Fiona prepared herself for the end. She had Myrtle hold up a mirror while she made herself look like one hell of a corpse. She mused about an old affair, at Woodstock, with "Levon, the drummer in The Band." They had a wild six months in Woodstock. Another woman in her position might have taken her final moments to engage in recrimination, in past mistakes. Not Fiona. "What good would it do?" She swallowed the pills, and told Myrtle to hang her portrait up on her chosen spot -- or anywhere except the basement, where one finds a painting of "that disgraced Russian witch." She lay down, fell asleep. Myrtle stole her jewelry. Fiona was dying.
Or maybe not: Her faithful servant Spalding woke her up. Had the butler come back to life? Nope: He was a ghost, like the Axeman, haunting the Academy where his family has served so faithfully for generations. He told Fiona she had been tricked. "They've been running a number on you," he said. He gave her some liquid. She drank it. A few minutes later, the suicide pills regurgitated, she made Spalding a promise. "I will avenge your murder," she said, "Right after I avenge my own."
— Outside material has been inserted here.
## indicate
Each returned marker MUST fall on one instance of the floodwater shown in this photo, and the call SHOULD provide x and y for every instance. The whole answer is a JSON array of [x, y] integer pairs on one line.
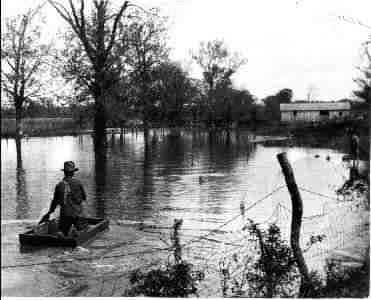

Across town, Queenie was meeting with her former slave/enemy/BFF-turned-captive Delphine. She tried feeding the immortal some fast food. But Marie wouldn't allow it. The appearance of her nemesis brought out the old, bad Madame LaLaurie. "What you gonna do? Kill me? I cain't die!" she cackled. She asked Marie to throw her back in the house. She had seen this modern world. She had seen the black man in the White House -- although she called him something much worse. She promised Marie that, when she was re-exhumed some hundred years hence, "the natural order would be restored." So Marie chopped off Delphine's hand. "We've only just begun," she said.
Downstairs at Miss Robichaux's, the girls were awaiting word on their mission. Nan mused: "Do you think I could be the Supreme?" They did not. She raced over to Luke's house -- using a bit of telekinetic energy to open the door. She freed him from some restraints, and even kissed him. Luke wanted to escape... but his mom got in the way. "I made you!" she screamed. "And I can unmake you!" At that point, she was shot: Delia's witch-hunting hubby was outside. He took down Luke, too, leaving Nan scrambling.
Meanwhile, Myrtle played Schubert's Last Sonata for the assembled witches, awaiting the moment when the fire of Supremehood would enter one of them. It was not to be. Fiona reappeared, seemingly mostly upset about the fact that Myrtle wasn't playing Schubert properly. But attention shifted to the bloodshed next door. Fiona watched Misty bring Neighbor Mom back to life... while Delia found a telltale silver bullet, conjuring up an image of her hubby with a sniper rifle.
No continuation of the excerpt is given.